Süddeutsche Zeitung

Gerichtsurteil:Verfassungsgericht muss Kinderfreibeträge prüfen

Eine Steuerberaterin hatte geklagt, weil sie die Entlastung für zu niedrig hält. Nun ist das Gericht in Karlsruhe am Zug. Im Extremfall könnten viele Eltern Geld zurück bekommen.

Eltern haben 2014 zu viele Steuern gezahlt. Das sagt zumindest das niedersächsische Finanzgericht: Die Kinderfreibeträge, also Steuererleichterungen für Eltern, seien 2014 zu niedrig gewesen. Und nicht nur das: Die Art und Weise, wie die Bundesregierung diese Freibeträge berechnet, ist für die Richter verfassungswidrig. Als nächstes muss sich das Bundesverfassungsgericht mit diesem Problem beschäftigen. Die wichtigsten Fragen und Antworten:

Was ist der Kinderfreibetrag?

Der Kinderfreibetrag soll Eltern finanziell entlasten. Sie müssen auf einen bestimmten Teil des Einkommens keine Steuern zahlen, um das Existenzminimum der Kinder zu sichern. Derzeit liegt dieser Kinderfreibetrag bei 2304 Euro pro Jahr und Elternteil, zusammen also 4608 Euro. Er wird in die Einkommenssteuererklärung einbezogen und mit dem Kindergeld verrechnet. Wenn Eltern mehr Kindergeld bekommen haben, als sie durch die Freibeträge an Steuern sparen würden, wird der Kinderfreibetrag nicht berücksichtigt.
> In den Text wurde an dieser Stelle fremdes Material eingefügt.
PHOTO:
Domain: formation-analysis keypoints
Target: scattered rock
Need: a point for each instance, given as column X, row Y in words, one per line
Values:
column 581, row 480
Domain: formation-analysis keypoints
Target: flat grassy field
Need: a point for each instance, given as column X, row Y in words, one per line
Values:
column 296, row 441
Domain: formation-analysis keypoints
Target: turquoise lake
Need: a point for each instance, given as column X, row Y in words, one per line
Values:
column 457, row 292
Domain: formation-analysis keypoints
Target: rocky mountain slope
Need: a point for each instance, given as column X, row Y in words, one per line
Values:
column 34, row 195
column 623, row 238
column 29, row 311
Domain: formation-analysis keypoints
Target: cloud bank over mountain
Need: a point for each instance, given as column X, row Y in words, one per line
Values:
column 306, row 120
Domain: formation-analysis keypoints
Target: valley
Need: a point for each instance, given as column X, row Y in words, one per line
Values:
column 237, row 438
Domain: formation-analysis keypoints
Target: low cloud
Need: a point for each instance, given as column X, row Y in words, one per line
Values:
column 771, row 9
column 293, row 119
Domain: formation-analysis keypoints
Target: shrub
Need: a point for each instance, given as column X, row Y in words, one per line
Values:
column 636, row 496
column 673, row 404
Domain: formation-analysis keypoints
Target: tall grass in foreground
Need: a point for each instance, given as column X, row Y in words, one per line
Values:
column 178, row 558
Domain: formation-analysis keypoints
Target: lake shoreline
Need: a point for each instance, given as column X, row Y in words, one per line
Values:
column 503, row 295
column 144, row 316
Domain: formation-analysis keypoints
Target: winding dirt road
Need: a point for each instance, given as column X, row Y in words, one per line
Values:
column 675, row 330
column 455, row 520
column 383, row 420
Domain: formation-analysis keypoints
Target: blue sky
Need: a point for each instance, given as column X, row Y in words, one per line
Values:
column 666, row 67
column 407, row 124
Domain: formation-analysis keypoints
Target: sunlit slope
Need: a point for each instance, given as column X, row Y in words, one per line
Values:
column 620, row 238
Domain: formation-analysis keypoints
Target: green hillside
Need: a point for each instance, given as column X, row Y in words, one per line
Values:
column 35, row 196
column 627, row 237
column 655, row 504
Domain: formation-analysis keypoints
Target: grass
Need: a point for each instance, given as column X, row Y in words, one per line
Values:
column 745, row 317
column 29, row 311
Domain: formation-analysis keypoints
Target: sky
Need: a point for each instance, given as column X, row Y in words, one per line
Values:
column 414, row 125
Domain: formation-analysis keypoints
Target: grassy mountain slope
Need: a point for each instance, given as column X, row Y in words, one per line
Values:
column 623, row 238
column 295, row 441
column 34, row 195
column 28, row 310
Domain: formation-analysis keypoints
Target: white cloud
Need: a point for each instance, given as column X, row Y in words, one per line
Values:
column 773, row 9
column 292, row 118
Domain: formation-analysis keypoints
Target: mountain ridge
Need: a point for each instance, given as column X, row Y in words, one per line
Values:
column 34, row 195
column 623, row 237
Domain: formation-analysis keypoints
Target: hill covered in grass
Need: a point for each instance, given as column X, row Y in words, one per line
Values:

Worum ging es in der heutigen Entscheidung?

Eine Mutter von zwei Kindern klagte vor dem niedersächsischen Finanzgericht, weil sie der Meinung war, dass die Freibeträge nicht korrekt angesetzt werden. Entsprechend ging es bei der Entscheidung um die damals noch etwas niedrigeren Freibeträge des Jahres 2014. Die Bundesregierung legt in regelmäßigen Abständen neu fest, wie hoch der Kinderfreibetrag ist. In dem sogenannten "Existenzminimumbericht" für 2014 stand, dass der Freibetrag bei 4440 Euro pro Kind liegen sollte, also bei 2220 Euro pro Elternteil. "Diese Ankündigung hat der Gesetzgeber jedoch nicht umgesetzt", sagt das niedersächsische Finanzgericht. "Die Kinderfreibeträge sind vielmehr erst ab dem Veranlagungszeitraum 2015 angehoben worden." Der Betrag blieb im Jahr 2014 bei 4368 Euro und damit unter den eigenen Vorgaben. Durch diese Differenz in Höhe von 72 Euro zwischen der Vorgabe im Existenzminimumbericht und dem tatsächlich damals geltenden Freibetrag von 4368 Euro seien ihr im Jahr 2014 insgesamt 820 Euro an Steuervergünstigungen verloren gegangen, argumentierte die Klägerin.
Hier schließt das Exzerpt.